As anticipated, President Obama proposed putting a limit on tax-deferred retirement accounts such as IRAs and 401(k)s that would amount to about $3 million. But some financial experts criticize the plan, saying it would discourage saving and encourage the government to tax smaller accounts in the future.

“This is just the camel’s nose under the proverbial tent,” says Hugh Anderson managing director and partner of HighTower Las Vegas, a national advisory firm that serves wealthy individuals and institutions. “It’s only a matter of time before all retirement accounts are targeted.”

“This flies in the face of our goal of creating more flexibility, which encourages people to save,” he adds.

Anthony M. Franchimone, a financial consultant and principal with the Retirement Benefits Group in San Diego, attacked the idea that anyone should have the right to decide for someone else what is a reasonable retirement amount.

President Obama has said the limit will allow a reasonable return for retirement. He has said tax-deferred retirement accounts were never designed as a way for someone to amass a multi-million account, as did 2012 Republican presidential candidate Mitt Romney.

“Who is to say what a reasonable level of retirement savings is?” asked Franchimone.  “No one knows what someone else has to pay for and the cost of living is different in different parts of the country. We should be encouraging people to save as much as they can for as long as they can.”

The limit on savings will discourage employers from sponsoring retirement accounts with matching funds, says Mark D. Kemp, president of Kemp & Associates Retirement Services in Harleysville, Pa. A CEO who personally reaches the maximum may not want to bother with a program for employees if he can no longer take advantage of the program himself.

“Putting a limit on savings takes away the incentive for capitalism and the ultra wealthy will invest elsewhere,” Kemp says.

A young person who begins putting money in a retirement account at age 25 could easily reach the $3 million maximum by the time they are 65, adds Kemp. 

The president’s proposal would limit returns in retirement accounts to $205,000 per year, which right now translates into about a $3 million account. Depending on interest rates, the allowed account size could vary and be as low as $2.2 million, the  Employee Benefits Research Institute estimates.

A $3 million cap would affect 0.03 percent of the about 20.6 million IRA accounts that existed at the end of 2011, EBRI says. It would affect 0.06 percent of total account holders, since some holders have more than one account.
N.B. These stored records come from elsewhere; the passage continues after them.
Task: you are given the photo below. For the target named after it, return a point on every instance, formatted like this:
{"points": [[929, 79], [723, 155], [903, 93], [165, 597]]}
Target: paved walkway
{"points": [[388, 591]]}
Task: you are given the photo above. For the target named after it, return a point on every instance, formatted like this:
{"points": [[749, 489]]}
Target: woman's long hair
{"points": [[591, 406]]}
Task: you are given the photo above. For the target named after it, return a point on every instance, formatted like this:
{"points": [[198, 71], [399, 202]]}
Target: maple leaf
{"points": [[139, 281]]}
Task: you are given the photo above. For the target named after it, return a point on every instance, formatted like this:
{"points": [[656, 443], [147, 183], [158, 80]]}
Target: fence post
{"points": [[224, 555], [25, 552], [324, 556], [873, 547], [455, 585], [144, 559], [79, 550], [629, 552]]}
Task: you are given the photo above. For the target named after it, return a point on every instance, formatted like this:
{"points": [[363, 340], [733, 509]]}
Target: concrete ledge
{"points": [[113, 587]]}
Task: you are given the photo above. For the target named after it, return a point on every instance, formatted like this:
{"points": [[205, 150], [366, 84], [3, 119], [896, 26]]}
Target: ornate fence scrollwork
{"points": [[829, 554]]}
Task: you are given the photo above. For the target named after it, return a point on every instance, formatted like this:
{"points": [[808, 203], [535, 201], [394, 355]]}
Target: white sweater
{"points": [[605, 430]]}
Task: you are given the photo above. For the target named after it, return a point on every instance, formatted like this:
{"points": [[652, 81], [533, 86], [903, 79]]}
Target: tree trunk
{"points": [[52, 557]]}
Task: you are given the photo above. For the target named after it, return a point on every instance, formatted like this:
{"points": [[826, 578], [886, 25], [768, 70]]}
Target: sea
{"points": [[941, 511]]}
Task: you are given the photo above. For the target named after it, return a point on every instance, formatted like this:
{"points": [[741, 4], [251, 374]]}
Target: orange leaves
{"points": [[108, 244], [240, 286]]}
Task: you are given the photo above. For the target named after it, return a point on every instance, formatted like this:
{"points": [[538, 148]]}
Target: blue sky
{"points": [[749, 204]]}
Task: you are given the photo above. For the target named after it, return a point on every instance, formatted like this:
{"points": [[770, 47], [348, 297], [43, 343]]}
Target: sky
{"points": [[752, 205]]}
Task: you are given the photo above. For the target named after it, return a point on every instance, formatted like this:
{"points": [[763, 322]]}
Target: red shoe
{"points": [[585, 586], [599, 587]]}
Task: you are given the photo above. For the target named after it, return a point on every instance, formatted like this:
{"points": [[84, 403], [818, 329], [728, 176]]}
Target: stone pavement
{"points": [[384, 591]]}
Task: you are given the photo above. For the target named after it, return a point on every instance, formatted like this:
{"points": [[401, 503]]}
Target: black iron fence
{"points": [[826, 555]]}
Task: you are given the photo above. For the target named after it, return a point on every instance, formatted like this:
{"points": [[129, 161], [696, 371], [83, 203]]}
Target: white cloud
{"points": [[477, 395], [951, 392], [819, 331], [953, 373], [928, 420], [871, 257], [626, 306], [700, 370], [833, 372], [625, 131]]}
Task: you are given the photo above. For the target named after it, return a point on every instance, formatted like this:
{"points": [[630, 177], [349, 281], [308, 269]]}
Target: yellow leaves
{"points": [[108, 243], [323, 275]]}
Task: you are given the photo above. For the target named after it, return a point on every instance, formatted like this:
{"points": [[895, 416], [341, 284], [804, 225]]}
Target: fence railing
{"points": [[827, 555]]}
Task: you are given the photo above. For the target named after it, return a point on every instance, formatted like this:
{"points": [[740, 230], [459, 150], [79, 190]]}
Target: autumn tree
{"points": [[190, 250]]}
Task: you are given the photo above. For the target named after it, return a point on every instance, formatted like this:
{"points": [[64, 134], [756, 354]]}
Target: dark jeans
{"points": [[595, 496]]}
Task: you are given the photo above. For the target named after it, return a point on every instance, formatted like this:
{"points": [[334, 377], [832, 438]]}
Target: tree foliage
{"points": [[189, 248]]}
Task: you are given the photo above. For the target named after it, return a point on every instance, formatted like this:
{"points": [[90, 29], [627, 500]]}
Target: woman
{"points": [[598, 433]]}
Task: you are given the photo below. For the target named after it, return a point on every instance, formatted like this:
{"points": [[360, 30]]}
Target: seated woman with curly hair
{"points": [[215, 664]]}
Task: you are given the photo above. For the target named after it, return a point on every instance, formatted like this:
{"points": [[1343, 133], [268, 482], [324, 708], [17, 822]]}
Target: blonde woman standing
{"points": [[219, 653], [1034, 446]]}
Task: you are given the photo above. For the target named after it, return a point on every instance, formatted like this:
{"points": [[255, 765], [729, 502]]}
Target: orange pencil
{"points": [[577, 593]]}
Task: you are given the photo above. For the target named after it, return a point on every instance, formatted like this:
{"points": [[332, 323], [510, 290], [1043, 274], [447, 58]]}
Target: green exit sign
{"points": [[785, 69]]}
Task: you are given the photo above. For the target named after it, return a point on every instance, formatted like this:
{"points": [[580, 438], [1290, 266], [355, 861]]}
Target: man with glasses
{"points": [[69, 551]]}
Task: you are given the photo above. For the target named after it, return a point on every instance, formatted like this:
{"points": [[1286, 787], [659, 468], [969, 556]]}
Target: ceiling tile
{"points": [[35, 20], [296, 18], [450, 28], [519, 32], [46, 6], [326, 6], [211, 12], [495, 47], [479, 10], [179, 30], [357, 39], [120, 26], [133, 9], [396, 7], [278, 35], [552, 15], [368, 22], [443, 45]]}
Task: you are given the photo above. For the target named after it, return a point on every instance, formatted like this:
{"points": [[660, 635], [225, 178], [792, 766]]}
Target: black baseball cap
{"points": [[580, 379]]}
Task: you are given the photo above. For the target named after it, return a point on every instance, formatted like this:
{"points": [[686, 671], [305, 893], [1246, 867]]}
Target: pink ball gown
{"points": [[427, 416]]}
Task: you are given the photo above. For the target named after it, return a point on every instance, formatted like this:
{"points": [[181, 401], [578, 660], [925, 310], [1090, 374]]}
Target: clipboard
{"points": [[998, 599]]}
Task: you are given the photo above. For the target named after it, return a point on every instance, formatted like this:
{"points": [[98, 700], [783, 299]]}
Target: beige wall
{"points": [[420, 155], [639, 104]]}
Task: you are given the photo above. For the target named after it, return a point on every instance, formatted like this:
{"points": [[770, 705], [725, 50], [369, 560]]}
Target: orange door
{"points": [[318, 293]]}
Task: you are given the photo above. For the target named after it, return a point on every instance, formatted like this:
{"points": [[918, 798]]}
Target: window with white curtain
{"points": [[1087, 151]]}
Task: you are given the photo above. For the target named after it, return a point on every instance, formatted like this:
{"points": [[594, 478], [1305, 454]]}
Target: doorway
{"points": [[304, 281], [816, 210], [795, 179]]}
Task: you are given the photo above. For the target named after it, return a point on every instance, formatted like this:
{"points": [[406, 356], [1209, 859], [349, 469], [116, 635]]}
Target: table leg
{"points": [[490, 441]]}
The limit would hit 0.0041 percent of 401(k) accounts.

The Investment Company Institute also came out against the proposed limit.

“The proposal to place a dollar cap on individual retirement saving accounts would add complexity and confusion to our nation’s system for retirement savings,” says ICI president and CEO Paul Schott Stevens.

“This unworkable proposal to cap individuals’ savings in 401(k)s, other defined contribution plans, and individual retirement accounts would discourage employers from creating retirement plans and workers from contributing,” he adds. “We urge policymakers to fix our budget and debt problems without weakening savings and retirement security.”